I'd have to say this doesn't bode well for Ford, who will likely squander this great market opportunity to create more fuel-efficient cars and capitalize on massive demand that is currently going unmet by nearly all of the American companies.

To put it in perspective, due to the expanding nature of our cities and suburbs, each car is having to log more and more miles. (drivers as well, of course). In 1990, the average car traveled 11,107 miles a year. In 2005, that number was up to 12,084. That's a 9 percent increase in 15 years. If you extrapolate that number out to 2043, when we will have 100 million more Americans — and millions of their cars on the road — each car will be traveling more than 14,000 miles a year.

So if gasoline costs twice as much, or efficiency doesn't MASSIVELY increase to even attempt to keep up with the predicted increase in driving each year, driving will become so costly that it will become ridiculously expensive.

No advances in technology are going to come fast enough to keep up with this seismic shift in energy prices and increases in driving that our landscape dictates.

The real solution isn't in clawing at solutions for simply greater efficiency, because it's clear they can't keep up with the increases in miles traveled each year.
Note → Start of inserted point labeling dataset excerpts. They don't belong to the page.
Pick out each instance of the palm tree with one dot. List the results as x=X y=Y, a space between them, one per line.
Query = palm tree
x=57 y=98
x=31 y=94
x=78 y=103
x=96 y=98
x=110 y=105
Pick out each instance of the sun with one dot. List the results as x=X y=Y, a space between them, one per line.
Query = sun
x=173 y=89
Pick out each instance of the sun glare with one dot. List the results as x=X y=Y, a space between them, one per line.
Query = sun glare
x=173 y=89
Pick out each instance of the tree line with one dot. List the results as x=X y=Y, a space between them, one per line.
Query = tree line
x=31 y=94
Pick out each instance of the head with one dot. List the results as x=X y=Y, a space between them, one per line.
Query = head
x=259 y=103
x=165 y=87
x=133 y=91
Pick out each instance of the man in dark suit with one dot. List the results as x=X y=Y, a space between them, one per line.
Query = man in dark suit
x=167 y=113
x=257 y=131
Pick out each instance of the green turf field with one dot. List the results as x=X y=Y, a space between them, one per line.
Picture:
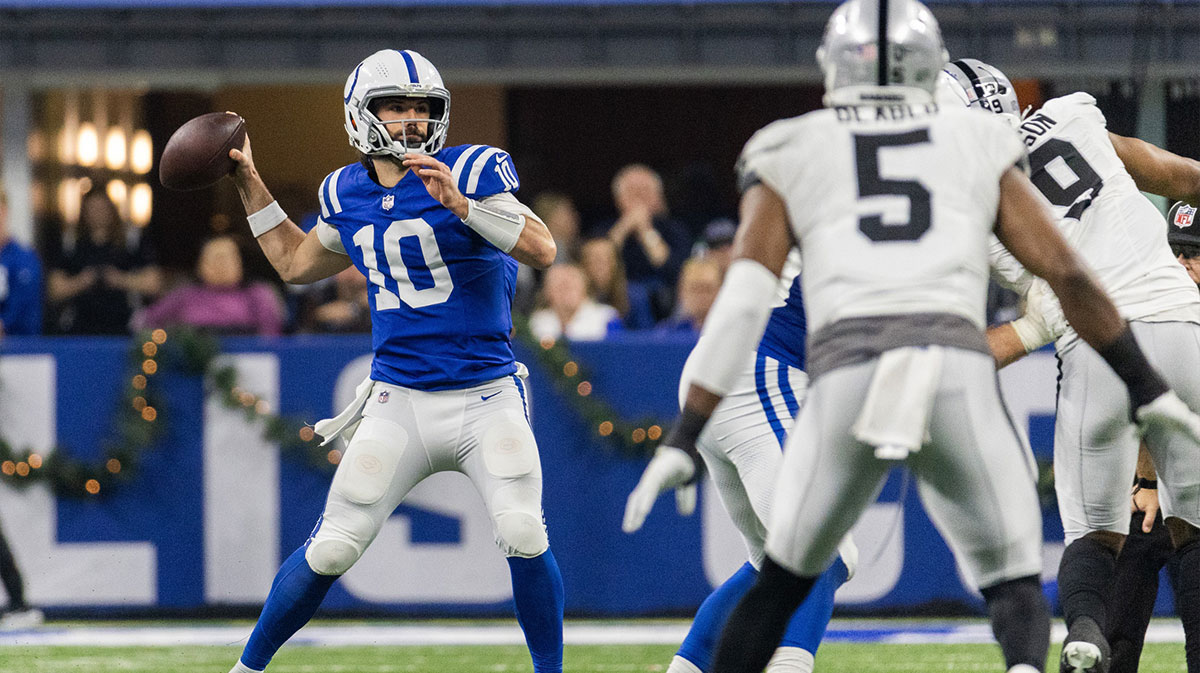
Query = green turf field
x=834 y=658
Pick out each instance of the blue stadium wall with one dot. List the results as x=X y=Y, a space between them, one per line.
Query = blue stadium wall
x=214 y=508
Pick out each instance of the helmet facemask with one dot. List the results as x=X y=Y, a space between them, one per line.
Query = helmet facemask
x=383 y=140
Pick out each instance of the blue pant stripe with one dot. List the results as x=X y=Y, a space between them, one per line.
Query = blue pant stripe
x=785 y=386
x=760 y=382
x=516 y=379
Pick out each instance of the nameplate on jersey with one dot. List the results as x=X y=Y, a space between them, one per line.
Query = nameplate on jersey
x=1185 y=216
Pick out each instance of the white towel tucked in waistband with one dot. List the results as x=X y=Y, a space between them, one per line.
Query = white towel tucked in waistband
x=347 y=421
x=895 y=414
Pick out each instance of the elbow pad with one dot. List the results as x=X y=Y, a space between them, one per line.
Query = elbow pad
x=498 y=227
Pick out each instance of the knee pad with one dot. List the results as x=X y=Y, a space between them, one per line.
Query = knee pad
x=520 y=530
x=370 y=463
x=508 y=448
x=330 y=557
x=345 y=533
x=1181 y=532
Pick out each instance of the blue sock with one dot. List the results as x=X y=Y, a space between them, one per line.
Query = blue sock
x=809 y=622
x=294 y=598
x=804 y=630
x=706 y=628
x=538 y=598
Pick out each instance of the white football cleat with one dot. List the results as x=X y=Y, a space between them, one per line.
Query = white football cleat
x=22 y=619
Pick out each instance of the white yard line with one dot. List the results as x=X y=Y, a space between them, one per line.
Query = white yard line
x=577 y=634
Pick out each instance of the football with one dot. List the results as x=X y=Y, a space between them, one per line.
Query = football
x=197 y=155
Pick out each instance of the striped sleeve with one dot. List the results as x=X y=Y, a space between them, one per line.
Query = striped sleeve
x=483 y=170
x=329 y=236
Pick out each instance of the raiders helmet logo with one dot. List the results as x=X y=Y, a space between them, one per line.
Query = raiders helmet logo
x=1185 y=216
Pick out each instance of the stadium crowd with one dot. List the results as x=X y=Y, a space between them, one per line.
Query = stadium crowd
x=642 y=270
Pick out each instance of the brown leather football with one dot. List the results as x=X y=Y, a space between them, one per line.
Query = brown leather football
x=197 y=155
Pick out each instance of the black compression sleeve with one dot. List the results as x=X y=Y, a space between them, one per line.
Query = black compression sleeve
x=1129 y=362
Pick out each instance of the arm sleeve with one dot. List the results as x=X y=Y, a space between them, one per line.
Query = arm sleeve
x=329 y=236
x=483 y=170
x=509 y=203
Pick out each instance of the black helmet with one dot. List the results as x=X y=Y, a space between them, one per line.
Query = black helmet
x=1182 y=229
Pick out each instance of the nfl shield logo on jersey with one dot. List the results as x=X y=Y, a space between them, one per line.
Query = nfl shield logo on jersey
x=1185 y=216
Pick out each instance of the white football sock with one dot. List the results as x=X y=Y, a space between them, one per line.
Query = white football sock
x=791 y=660
x=681 y=665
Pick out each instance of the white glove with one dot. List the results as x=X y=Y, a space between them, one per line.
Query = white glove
x=1168 y=413
x=1043 y=320
x=670 y=468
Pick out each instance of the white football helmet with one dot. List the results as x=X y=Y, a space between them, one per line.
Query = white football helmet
x=979 y=85
x=393 y=73
x=863 y=64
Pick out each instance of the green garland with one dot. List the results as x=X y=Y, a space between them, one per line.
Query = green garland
x=142 y=418
x=637 y=439
x=142 y=415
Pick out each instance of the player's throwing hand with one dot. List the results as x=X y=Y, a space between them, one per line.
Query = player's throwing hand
x=438 y=181
x=671 y=468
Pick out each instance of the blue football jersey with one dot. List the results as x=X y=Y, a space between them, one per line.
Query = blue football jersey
x=441 y=295
x=786 y=330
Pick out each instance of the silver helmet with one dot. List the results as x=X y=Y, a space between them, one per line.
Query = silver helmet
x=863 y=64
x=979 y=85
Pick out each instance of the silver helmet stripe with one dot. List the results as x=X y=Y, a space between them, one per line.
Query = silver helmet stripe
x=882 y=54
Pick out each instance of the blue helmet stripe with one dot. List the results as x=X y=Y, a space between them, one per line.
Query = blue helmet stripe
x=412 y=67
x=353 y=84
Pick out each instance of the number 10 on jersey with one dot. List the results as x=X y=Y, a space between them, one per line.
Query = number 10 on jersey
x=432 y=277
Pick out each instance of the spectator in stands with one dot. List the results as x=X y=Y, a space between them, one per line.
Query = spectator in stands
x=609 y=284
x=221 y=300
x=340 y=306
x=652 y=245
x=569 y=310
x=99 y=276
x=719 y=242
x=557 y=210
x=17 y=614
x=21 y=282
x=699 y=284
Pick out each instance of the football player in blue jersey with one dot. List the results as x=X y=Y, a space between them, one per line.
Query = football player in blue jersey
x=438 y=234
x=742 y=446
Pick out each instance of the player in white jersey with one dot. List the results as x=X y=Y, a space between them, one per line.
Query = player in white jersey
x=1092 y=179
x=892 y=203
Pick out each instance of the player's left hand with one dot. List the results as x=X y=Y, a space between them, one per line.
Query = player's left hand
x=670 y=468
x=1145 y=500
x=1169 y=413
x=439 y=181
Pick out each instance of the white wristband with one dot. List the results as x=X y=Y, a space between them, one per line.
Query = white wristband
x=265 y=220
x=499 y=228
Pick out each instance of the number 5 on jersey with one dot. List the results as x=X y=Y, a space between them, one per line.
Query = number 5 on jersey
x=419 y=276
x=871 y=184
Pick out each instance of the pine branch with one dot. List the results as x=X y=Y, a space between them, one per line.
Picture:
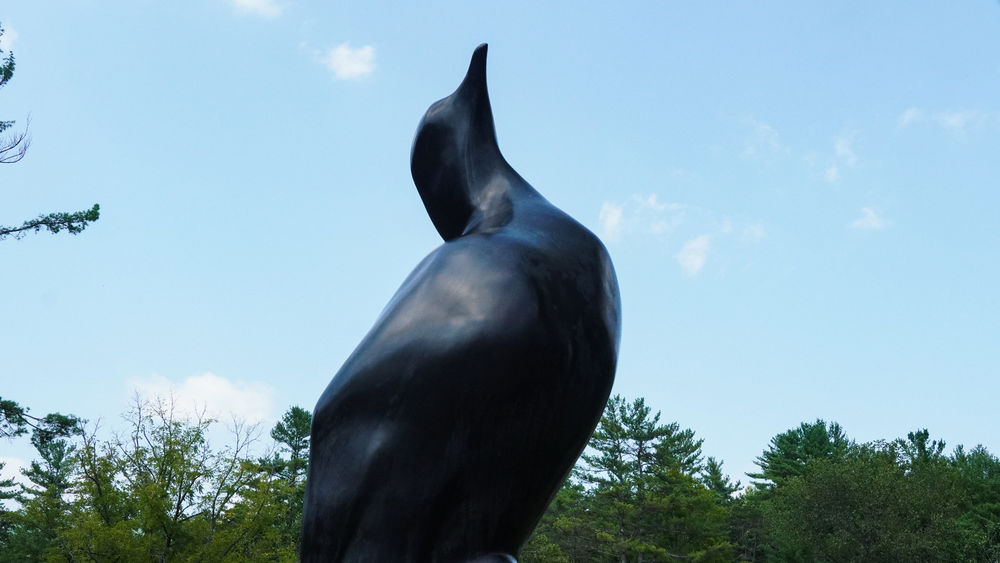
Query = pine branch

The auto industry should be working towards efficiency, but a focus on keeping the cars running at all costs will distract us from the real challenge of a fundamental shift in how we plan our growth.

If we can reduce by half how far someone has to drive for their daily needs, or cut in half the average daily number of car trips (currently between 11 and 15), you've just had the same effect as increasing a car's gas mileage from 15 mpg to 30 mpg.

In the end, these sorts of solutions will have a greater impact on energy consumption and emissions than Ford's half-assed attempts to change a culture that has pervaded their company for 50 years.